The secret signals and surveillance facility at Pine Gap in Northern Australia, officially named the Joint Defence Facility Pine Gap, is billed as a joint affair between Australia and the United States. It is nothing of the sort.
Australian officials and the general public are not privy to any of the goings-on inside Pine Gap — apparently not even the Prime Minister and cabinet.
But this secrecy does, occasionally, make its way into court. For this, we can thank plucky protestors who have, over the years, sought to expose the role of the base in aiding US military operations against targets across the globe.
Two protestors, Carmen Escobar Robinson and Tommy Walker, brought attention to the base’s activities when they blocked Hatt Road, the main access route to Pine Gap, in October 2023.
On November 27, 2023, a second effort temporarily prevented some 100 Pine Gap employees from entering the facility. Robinson and Walker were part of a group of 50 activists, which included health workers, community members and the Arrernte Traditional Owners, acting under the umbrella group Mparntwe for Falastin.
The action had been enlivened by revelations from an ex-Pine Gap employee that intelligence from the base was finding its way to Israeli sources.
The revelations, published in Declassified Australia by Peter Cronau, came from David Rosenberg, a veteran of the US National Security Agency (NSA) who performed the role of “team leader of weapon signals analysis” at Pine Gap for 18 years until 2008.
“Pine Gap facility,” Rosenberg stated, “is monitoring the Gaza Strip and surrounding areas with all its resources, and gathering intelligence assessed to be useful to Israel”.
Personnel at the base were tasked to gather such signals pertaining to Hamas’s command and control centres in Gaza. “Their aim would be to minimise casualties to non-combatants in achieving their objective of destroying Hamas,” given the proximity of such centres to civilian infrastructure such as schools and hospitals. (This claim proved, over time, to be aspirational, given the staggering civilian death toll arising from Israeli strikes.)
Cronau had previously obtained evidence of Pine Gap’s role in supplying geolocation data to the US military for targeting purposes from an August 2012 NSA document entitled “Site Profile G”. It came from the archive of former NSA contractor Edward Snowden and was first published in the Australian Broadcasting Corporation program Background Briefing in 2017.
“RAINFALL [NSA’s designation for Pine Gap] detects, collects, records, processes, analyses and reports on PROFORMA signals collected from tasked target entities.”
These signals, wrote Cronau, constitute “the communications data of radar and weapons systems collected in near-real time”. Pine Gap, “with its satellites so strategically positioned to monitor the Middle East region, along with its targeting and analysis capability” was bound to be valuable to Israel.
Robinson and Walker were subsequently charged with summary offences for the second action, comprising loitering, causing a hazard on the road and blocking the use of a public road. Last September 23, they pleaded “not guilty” to the charges, arguing that the obstruction had been staged to prevent “the offence of genocide in Palestine”.

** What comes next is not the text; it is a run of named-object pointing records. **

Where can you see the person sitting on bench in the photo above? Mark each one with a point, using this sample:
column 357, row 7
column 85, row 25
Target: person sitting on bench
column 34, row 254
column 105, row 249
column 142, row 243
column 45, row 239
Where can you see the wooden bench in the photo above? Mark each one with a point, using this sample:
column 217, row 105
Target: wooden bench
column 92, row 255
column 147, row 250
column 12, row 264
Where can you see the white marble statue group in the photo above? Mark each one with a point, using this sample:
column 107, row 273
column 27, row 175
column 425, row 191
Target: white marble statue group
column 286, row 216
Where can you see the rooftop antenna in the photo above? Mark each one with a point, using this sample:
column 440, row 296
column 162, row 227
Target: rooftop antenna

In his ruling, Judge John McBride found the two protestors “exemplary citizens” in the dedication to their cause, despite finding them guilty of loitering. (The prosecution dropped the obstruction charges late in 2024.) “I conclude that the conduct of both defendants, deliberate as it was, cannot be accepted by this court as reasonable in justifying their intended commission of a criminal offence.”
The defence made by the duo’s lawyer John Lawrence resorted to the Northern Territory’s Criminal Code Act, which stipulates that force — in this case a blockade — can be justified in certain circumstances, one of them being to “prevent the commission of an offence”.
Robinson and Walker had committed their acts with intent “because it was their view, their belief, their understanding that what was going on in Pine Gap was an offence.” The Crown was unable to “prove beyond reasonable doubt” that the defendants “weren’t moving in order to prevent genocide”.
Professor Richard Tanter of the Nautilus Institute was called to give evidence on the facility’s role. This, argued Crown prosecutor Machiko Raheem, was not relevant to the defence of applying force to prevent genocide.
But the court did hear Raheem's rather startling confession that a genocide was taking place in Gaza. “A blind person can see that since the Balfour Declaration of 1917 and the UN Partition Plan in 1947 there has been a systematic annihilation of the Palestinian people,” she said. This annihilation had “only recently [been] labelled […] genocide – which is consistent with human history as a whole. That’s not the issue in these proceedings.”
The judge agreed with the prosecutor that “actions taken in Gaza which constituted an offence of genocide” did not excuse the duo’s conduct. Both were given good behaviour bonds lasting six months and made to pay a court levy of $150.
Robinson told Guardian Australia that in the absence of transparency to parliament or the public “is hardwired into the US military surveillance complex through Pine Gap. The Australian public should be very concerned … how many countries are we unofficially attacking? How many people is Pine Gap involved in killing in Palestine? Lebanon? Syria? Yemen? Iran?”